Before police arrived on the scene, university public safety personnel were seen locking the front doors to the library, preventing any more students from entering the building and sparking a brief episode of pushing and shoving outside.
One student appeared to have been injured in the fracas. Another individual was seen being carried out of the building on a stretcher.
With further entry to the library barred, a growing crowd of demonstrators outside the building moved to the streets just beyond the campus gates.
One student organization representing the protesters said on social media that school security had assaulted demonstrators and acknowledged that some activists had refused to show their IDs to officials.
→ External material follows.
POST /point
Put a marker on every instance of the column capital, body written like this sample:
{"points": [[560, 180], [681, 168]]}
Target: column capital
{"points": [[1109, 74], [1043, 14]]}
Police clear pro-Palestinian camps at three US universities
Columbia University Apartheid Divest, a collection of student groups, recirculated long-standing demands on social media on Wednesday for the university to no longer invest its $14.8 billion endowment in weapons makers and other companies that support Israel's military occupation of Palestinian territories.
On Monday, pro-Palestinian protesters occupied a University of Washington building, demanding the school cut ties with Boeing over its contracts with the Israeli military.
The university said 34 protesters were arrested, and charges of trespassing, property destruction and disorderly conduct would be referred to prosecutors.
On Wednesday, it said the 21 students who were among those arrested have been suspended and banned from all of the school's campuses.
Columbia was at the forefront of a pro-Palestinian and anti-Israel student protest movement that swept across U.S. campuses last year over Israel's war in Gaza, which began in 2023.
Trump, a Republican, is also trying to deport some pro-Palestinian international students at U.S. schools, saying their presence could harm U.S. foreign policy interests.
The protesters in the library also demanded the release of Mahmoud Khalil, a Palestinian activist and Columbia graduate student who remains in a Louisiana immigrant jail after he was among the first to be arrested for possible deportation.